O homem acomoda-se no divã e começa a falar.
- Sabe, doutor, primeiro tenho que pedir
desculpas pela saída estabanada. Aquilo foi muito idiota! Quando estava
vindo para cá, lembrando do meu comportamento tão despropositado, fiquei
pensando que devo ter desarmado uma trava presa há muito tempo. Ou seja, o ódio
e a vergonha reprimidos na infância pelo medo de um menino filho da puta, um
verdadeiro bad baby, foram despertados e explodiram sem controle. Que acha
disso?
- Na psicanálise, a eliminação do sintoma é consequência da modificação na estrutura psíquica
que deu origem ao sintoma. Ou seja, uma transformação na dinâmica psíquica na
qual o paciente se submergiu, e que o faz sentir-se e viver angustiado consigo
mesmo e com os outros (no sintoma).
- Não entendi porra nenhuma!
- Ao verbalizar uma vivência que causou
sofrimento intenso no passado, você conseguiu reviver os sentimentos
contraditórios que recalcou. E isso foi libertador. Para ser eficaz, a
terapia pressupõe a criação de um vínculo entre terapeuta e analisando. Na relação entre o terapeuta e o paciente
forma-se uma relação pessoal de onde se pode interpretar o inconsciente do
analisando. Na análise leva-se o paciente a tomar suas próprias decisões,
a estar mais consciente de suas escolhas. É um compromisso de longa duração. Por
isso, meu papel não é julgar, mas ouvir e analisar.
- Eu sei, doutor, já não sou calouro nessa
matéria. Podemos prosseguir?
- Claro!
- Depois de começar aqui a revolver o
passado, percebi que não quero mais fazer isso. Até porque já contei os casos
da infância e juventude para o outro psicanalista. Poderia contá-los outra vez,
mas, sinceramente, são café pequeno perto do tornado, do tsunami que está
atingindo minha mente.
- Ao final desta sessão vou te dar uma
receita de medicamentos contra depressão.
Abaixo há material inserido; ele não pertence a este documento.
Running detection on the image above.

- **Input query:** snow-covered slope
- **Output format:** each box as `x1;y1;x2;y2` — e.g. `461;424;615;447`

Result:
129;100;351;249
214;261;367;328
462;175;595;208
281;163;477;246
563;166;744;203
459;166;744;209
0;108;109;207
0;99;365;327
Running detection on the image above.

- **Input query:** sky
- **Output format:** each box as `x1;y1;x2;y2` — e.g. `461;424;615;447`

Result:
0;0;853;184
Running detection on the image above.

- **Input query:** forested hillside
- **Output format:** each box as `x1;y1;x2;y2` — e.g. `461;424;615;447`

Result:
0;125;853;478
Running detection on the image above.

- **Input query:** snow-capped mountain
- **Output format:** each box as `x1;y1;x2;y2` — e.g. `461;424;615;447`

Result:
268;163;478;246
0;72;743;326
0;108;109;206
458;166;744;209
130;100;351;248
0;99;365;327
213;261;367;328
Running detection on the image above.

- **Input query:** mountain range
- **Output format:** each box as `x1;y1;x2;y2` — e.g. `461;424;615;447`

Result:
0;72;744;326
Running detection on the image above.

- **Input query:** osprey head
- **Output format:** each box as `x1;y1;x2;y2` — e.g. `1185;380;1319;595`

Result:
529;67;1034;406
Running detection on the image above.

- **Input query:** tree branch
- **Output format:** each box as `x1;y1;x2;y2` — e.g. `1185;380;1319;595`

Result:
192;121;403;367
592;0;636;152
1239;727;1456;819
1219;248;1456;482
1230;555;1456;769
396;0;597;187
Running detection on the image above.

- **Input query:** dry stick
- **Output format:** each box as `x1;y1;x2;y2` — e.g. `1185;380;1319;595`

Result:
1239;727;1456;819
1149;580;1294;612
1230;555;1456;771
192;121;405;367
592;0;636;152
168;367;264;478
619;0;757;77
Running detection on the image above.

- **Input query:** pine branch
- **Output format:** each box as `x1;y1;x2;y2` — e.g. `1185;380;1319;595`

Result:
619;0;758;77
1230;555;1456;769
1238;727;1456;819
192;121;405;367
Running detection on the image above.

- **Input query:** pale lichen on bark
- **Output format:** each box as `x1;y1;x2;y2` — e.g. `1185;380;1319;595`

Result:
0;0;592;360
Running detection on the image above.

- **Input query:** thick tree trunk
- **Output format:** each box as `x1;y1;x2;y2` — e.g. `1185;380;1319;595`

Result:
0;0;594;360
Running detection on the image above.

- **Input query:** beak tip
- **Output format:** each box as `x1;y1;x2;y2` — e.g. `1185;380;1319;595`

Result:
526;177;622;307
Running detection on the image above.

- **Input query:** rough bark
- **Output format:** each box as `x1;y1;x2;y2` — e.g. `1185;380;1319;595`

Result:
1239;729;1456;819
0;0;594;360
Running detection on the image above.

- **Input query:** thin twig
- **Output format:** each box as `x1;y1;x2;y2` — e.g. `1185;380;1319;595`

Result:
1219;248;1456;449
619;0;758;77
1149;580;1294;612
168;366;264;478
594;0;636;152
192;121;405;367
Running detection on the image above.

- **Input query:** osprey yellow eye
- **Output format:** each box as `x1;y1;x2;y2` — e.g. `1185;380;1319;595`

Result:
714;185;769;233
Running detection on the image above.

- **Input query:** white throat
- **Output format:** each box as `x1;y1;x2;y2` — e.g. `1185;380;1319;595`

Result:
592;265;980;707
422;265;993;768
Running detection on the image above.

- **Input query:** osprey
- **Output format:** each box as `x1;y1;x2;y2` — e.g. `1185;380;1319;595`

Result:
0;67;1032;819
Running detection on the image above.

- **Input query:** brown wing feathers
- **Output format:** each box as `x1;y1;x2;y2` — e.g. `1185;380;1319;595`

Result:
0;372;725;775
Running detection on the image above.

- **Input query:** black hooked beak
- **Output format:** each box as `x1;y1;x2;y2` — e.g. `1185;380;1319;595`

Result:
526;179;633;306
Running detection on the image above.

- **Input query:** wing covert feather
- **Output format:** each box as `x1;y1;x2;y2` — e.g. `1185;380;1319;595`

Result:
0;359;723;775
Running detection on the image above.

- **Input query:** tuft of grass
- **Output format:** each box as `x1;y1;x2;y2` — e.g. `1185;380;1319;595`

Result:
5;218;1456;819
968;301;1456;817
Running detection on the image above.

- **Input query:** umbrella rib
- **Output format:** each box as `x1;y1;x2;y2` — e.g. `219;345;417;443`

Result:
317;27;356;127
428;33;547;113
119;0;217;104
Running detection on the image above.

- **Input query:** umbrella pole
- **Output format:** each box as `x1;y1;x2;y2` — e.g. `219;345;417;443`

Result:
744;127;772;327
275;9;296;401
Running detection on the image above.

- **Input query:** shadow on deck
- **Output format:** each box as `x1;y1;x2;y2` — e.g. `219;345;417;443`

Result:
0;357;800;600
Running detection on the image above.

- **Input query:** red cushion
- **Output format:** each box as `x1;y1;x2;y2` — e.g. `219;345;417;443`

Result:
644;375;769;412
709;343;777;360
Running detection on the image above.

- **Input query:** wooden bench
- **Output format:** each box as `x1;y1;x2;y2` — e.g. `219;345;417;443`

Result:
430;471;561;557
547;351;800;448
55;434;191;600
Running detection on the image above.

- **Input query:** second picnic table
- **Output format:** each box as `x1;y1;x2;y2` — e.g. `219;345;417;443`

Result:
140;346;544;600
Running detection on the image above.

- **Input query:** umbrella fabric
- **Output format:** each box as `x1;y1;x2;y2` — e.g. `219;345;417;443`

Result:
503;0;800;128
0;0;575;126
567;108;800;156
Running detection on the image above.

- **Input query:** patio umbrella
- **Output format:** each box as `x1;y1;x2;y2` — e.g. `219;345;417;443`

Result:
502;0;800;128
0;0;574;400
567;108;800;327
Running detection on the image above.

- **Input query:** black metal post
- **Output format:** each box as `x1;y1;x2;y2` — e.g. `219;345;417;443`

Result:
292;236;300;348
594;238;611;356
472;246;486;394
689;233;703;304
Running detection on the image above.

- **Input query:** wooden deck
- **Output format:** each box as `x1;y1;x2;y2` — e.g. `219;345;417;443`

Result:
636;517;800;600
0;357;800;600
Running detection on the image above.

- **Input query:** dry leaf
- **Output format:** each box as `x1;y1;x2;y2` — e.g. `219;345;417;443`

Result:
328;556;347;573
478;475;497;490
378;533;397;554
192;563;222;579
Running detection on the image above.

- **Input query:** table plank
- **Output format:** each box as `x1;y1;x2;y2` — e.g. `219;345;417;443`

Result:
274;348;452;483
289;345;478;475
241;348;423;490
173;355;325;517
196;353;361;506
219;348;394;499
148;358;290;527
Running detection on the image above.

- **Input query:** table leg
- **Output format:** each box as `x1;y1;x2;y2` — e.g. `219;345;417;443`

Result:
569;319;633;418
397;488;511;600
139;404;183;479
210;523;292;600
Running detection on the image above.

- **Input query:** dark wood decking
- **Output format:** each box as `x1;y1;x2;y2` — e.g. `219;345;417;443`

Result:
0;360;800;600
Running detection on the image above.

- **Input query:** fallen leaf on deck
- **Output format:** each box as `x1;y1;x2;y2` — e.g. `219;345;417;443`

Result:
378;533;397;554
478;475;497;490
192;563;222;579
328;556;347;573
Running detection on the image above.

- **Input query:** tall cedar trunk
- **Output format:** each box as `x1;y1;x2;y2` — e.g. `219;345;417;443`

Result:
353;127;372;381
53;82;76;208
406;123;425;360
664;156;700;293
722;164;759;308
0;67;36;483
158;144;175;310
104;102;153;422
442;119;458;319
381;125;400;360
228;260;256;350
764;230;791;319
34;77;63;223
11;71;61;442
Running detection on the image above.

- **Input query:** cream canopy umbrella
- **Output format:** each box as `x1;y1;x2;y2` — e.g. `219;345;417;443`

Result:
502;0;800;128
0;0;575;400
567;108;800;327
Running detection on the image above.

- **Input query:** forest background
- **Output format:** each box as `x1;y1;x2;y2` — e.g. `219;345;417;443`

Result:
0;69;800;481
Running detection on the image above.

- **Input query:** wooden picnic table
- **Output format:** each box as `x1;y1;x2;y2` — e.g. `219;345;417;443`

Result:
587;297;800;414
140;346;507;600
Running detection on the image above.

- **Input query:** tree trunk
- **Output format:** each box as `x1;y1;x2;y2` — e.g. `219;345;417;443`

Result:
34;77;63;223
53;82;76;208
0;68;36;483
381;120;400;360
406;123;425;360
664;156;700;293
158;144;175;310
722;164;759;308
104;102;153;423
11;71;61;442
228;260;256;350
- Eu não quero tomar nenhuma bomba! Além do
mais, não estou deprimido. O que estou é angustiado, totalmente sitiado pelo
Medo, um medo que nunca senti, que surge de todos os lados, em todos os
momentos, entendeu?
(silêncio ofegante)
Hoje eu acordo e durmo com medo, medo de
tudo. De acontecer alguma coisa a um de meus filhos (e eu não suportaria!),
medo que sofram algum acidente quando viajam, medo de ficar dependendo
financeiramente deles, medo de andar à noite e ser assaltado, medo de perder
amigos, bens, status, saúde, a fé, medo de morrer de câncer, medo do
amanhã, medo do próximo instante, medo de tudo, de tudo, de tudo. É um
sentimento que não me abandona mais, que me vestiu como uma camisa de força. Eu
não aguento mais isso!
(silêncio breve)
- Eu imagino que você vai dizer que esse medo
está relacionado ao meu desejo irrealizável de controlar tudo, que esse desejo é um eco da
impossibilidade de controlar as ausências da minha mãe durante sua gravidez. Vocês têm sempre uma
explicação plausível para o que eu e outros sentimos. Mas eu tenho pressa, não
aguento mais sofrer pelo amanhã, pelo que pode ou não acontecer amanhã ou
depois. Sim, talvez eu queira controlar tudo, justamente para não sofrer. E eu
nunca conseguirei isso!
Se o futuro fosse uma entidade, uma divindade
mitológica, eu diria para ele: Futuro,
não aguento mais temer suas ações! Chega,acabe com isso, abata-me logo! Livre-me do Medo para sempre,
não me faça esperar!
- Aqui está o número do meu celular. Ligue-me
a qualquer hora do dia, não faça nada que coloque em risco sua integridade
física. Pense que esta é uma fase que será superada...
- Ah, doutor! E o senhor acha realmente que eu
vou te ligar? Que vou te mandar uma mensagem pelo whatsapp? Que vou dizer: “Meu caro doutor, vou suicidar agora. Fui!”.
Kkkkk, não é assim que se faz? Eu
disse que não aguento mais! Tenho dor na nuca, acordo sobressaltado, perco o
sono. E sempre tem uma mão invisível a me sufocar. Medo filho da puta! VOU
ACABAR COM VOCÊ, DESGRAÇADO!
- Você quer um pouco de água?
- Quero nada, só quero ir embora! Não vou ficar mais aqui!
O homem sai estabanadamente. O psicanalista
fica pensativo, o cenho carregado. Lá fora ouve-se o guinchar de pneus freando bruscamente e o barulho de uma batida. Alguém acabava de ser atropelado.